The Economist's front cover showed seven loafs of "baguette" bread bound together by a French tricolour with a lit fuse protruding from the centre.
Its main article raised concerns that President Francois Hollande's economic reforms are not ambitious enough, warning that financial markets could turn against France, and so could jeopardise the future of the euro.
"Honestly, The Economist has never distinguished itself by its sense of even-handedness," Industry Minister Arnaud Montebourg told Europe 1 radio.
"It is the Charlie Hebdo of the City," he said, referring to a French satirical weekly.
Aside from doubts over the scale of its reform efforts, many economists and EU officials are sceptical that Hollande's Socialist government can hit its target of cutting its public deficit to 3 percent of output to 2013 as promised.
Failure to do so could prompt financial markets to demand higher yields for its bonds, which are currently held around record lows of two percent on the perception that France is, a long with Germany, a safe haven in the euro zone.
Yet French public spending accounts for 56 percent of gross domestic product, the highest level in the euro zone, and public debt reached 90 percent of GDP this year. Hollande's deficit-cutting strategy is based on two-thirds tax increases, much of it on businesses, and one-third spending cuts.
The Economist's Europe editor, who wrote the special report, defended the weekly against accusations of being unfair towards France. Two previous cover stories this year accused France of being in denial about economic reality and called Hollande "rather dangerous", endorsing his presidential election opponent, conservative incumbent Nicolas Sarkozy.
"The point of this cover and the article is to encourage France," John Peet told the newspaper 20 Minutes. "Other countries including Greece and Portugal have conducted many reforms.

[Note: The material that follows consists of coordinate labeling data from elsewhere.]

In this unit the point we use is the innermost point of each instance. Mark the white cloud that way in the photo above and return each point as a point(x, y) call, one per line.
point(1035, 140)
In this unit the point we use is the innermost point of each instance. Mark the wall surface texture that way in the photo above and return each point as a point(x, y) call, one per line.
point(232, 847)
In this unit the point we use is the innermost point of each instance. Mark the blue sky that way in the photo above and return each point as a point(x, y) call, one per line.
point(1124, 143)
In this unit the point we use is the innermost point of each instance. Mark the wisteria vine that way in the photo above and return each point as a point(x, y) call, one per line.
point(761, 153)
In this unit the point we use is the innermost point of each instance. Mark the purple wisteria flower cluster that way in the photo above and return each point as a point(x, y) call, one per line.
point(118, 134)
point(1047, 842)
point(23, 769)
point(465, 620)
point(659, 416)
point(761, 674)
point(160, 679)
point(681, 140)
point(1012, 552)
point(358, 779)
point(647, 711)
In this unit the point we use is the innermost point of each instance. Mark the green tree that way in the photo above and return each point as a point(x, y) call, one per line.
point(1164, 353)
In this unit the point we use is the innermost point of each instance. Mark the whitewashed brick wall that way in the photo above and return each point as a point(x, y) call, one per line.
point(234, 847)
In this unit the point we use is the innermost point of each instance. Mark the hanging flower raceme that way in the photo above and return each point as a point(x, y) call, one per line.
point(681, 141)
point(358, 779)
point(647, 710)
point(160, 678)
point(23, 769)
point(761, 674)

This is not yet the case in France."
Prime Minister Jean-Marc Ayrault, who on Thursday travelled to Berlin to explain France's efforts to boost its declining international competitiveness to Chancellor Angela Merkel, also denounced the cover.
"You are talking about a newspaper which is resorting to excess to sell paper. I can tell you that France is not at all impressed," he told French TV station i>tele late on Thursday.
Laurence Parisot, head of the employers' organisation Medef, said The Economist was behind the times because the government had begun to take measures to restore French competitiveness.
Six months after his election, Hollande has seen his popularity ratings plunge as he struggles to fulfil promises to reduce France's public deficit while kick-starting a domestic economy where unemployment has risen to 17-year highs.
His government surprised some observers with ambitious moves last week to grant 20 billion euros in annual tax credits to companies as a way of lowering the high labour costs seen as holding French industry back, but many economists believe the measures are not sufficient by themselves.
In his first formal news conference since coming to power, Hollande defied his critics on Tuesday by vowing to reform at his own pace and asked French voters to judge him at the end of his mandate in 2017.
"The government... has finally recognised the competitiveness problem in the past few months," said Peet. "But it is only a diagnosis, words. Now they must act."
Hollande had some good news on Thursday when data showed France's economy unexpectedly grew by 0.2 percent in the third quarter as households splashed out on clothing and other items, although the risk of recession next year is not averted.